Somewhat irritating to one who knows the book well
21 July 2004 | by (Patterson, New York) – See all my reviews

In This House of Brede is just about my favorite Rumer Godden novel. However, this adaptation shows the limitations made-for-TV movies labor under better than any other example I could name.

Granted, it's hard to take a 369 page novel spanning more than 20 years and boil it down to something that can be turned into 90 minutes of film. The secret in doing it right is not what you leave, but what you take away and why. In this case, a better job could have been done.

All right; I can see why the whole Duranski subplot went away. It's too hard to film and despite what it reveals about the nuns and their interactions, and how secular people interact with the religious, it does not really advance the plot. Likewise the subplot of Lady Abbess's pectoral cross; it does not really advance the main plot line. Ditto the whole Vatican-II-changes subplot. However, the writer and director did not stop there. In my opinion, deleting the entire Sister Kazuko-Dame Colette plot line was a major mistake; it reduces the entire Japanese novitiate subplot almost to a device. It makes me wonder if the screenwriter missed the whole point of the novel.

The core of the book is about conflicts. Conflicts of self, of want versus duty; conflicts between people; conflicts between the secular and the sacred. Very little of that came through in the final version. Indeed, many of the conflicts were eliminated by the transmogrification of characters. McTurk is gone, with some of his wisdom and understanding grafted onto Sir Richard. Dame Maura is completely eliminated; that was a bad move. The cloying, annoying Dame Veronica has likewise vanished, and with her the conflict between the fluff she writes and the weighty substance of Dame Agnes's work. Dame Agnes herself has been fused with Mother Mistress Emily Lovell in one of the odder recharacterizations I've even seen in a movie, with the result that her edge (Dame Agnes's trademark) is thoroughly blunted. We see the Scallons (Dame Johanna's parents in the movie, Dame Cecily's in the book) only for moments, scarcely long enough to figure out who they are, but not long enough for us to understand why Dame Johanna ended up as she is and where she is. Larry Bannerman, of all the minor characters, is the only one whose part actually illuminated one of the major characters and pointed up best the real conflicts of the religious life as opposed to the secular; far better even than the compare-and-contrast of Philippa Talbot versus Dame Philippa of Brede Abbey.
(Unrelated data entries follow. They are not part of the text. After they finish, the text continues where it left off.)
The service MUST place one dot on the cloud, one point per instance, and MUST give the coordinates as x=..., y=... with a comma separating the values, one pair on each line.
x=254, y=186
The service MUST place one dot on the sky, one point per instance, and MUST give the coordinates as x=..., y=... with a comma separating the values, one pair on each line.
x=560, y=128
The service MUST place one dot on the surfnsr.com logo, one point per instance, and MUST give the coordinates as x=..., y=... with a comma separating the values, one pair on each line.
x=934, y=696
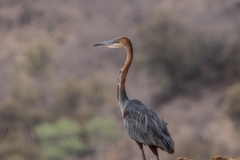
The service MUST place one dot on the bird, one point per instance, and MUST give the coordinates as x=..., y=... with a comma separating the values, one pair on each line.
x=141, y=123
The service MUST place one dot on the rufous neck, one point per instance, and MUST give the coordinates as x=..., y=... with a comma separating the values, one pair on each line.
x=125, y=68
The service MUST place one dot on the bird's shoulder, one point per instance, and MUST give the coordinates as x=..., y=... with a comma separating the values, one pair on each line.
x=135, y=109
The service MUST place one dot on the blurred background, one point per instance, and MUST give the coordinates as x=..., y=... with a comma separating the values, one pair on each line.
x=58, y=94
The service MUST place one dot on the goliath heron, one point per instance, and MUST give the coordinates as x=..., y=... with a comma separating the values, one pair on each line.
x=141, y=123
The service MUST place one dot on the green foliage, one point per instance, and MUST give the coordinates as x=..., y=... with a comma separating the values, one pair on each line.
x=61, y=139
x=233, y=104
x=103, y=129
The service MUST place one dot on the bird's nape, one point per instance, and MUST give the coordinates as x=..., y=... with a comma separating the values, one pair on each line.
x=109, y=44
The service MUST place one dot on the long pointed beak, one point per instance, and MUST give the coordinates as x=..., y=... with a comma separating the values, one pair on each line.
x=106, y=43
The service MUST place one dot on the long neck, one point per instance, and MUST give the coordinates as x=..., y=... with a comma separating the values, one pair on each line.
x=121, y=93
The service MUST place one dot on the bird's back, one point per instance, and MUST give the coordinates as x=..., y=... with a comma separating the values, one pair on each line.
x=145, y=126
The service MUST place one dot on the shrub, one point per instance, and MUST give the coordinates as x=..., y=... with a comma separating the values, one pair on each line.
x=61, y=139
x=100, y=129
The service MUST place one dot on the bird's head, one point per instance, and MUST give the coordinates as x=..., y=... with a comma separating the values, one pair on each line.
x=115, y=43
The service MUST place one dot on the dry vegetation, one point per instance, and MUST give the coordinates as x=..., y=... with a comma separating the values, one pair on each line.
x=57, y=98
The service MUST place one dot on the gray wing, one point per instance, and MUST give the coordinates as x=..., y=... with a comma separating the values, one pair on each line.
x=145, y=126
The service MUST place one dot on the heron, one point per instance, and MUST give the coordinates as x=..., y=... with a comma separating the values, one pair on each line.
x=141, y=123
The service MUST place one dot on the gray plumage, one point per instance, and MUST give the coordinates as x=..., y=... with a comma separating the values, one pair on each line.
x=142, y=124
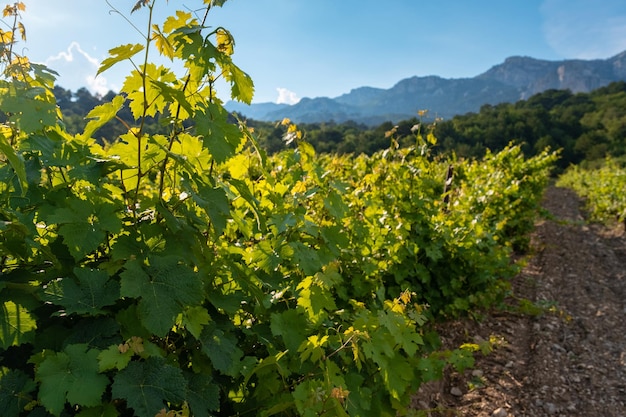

The best thing about this TV movie is that it points out the crying need for a theatrical feature to be made from this book. It cries for a director with clear vision and a fresco big enough to paint not merely the major portraits, but the miniatures around the edges and in the background. Oh, this 1975 version stands on its own; but it has the same sort of choppiness Cuaron brought to Harry Potter and the Prisoner of Azkhaban, and that does not serve the novel at all well. It requires a slower, more deliberate pace - and above all, a budget big enough that characters do not have to be combined to their detriment, and at least a couple of the plot lines that had to be cut, to be restored.

Even with all these grumbles, there are worse ways to spend an evening than in the company of the nuns of Brede. It's not a bad little movie when all is said and done; it is simply one that could, and should, be done better on the large screen.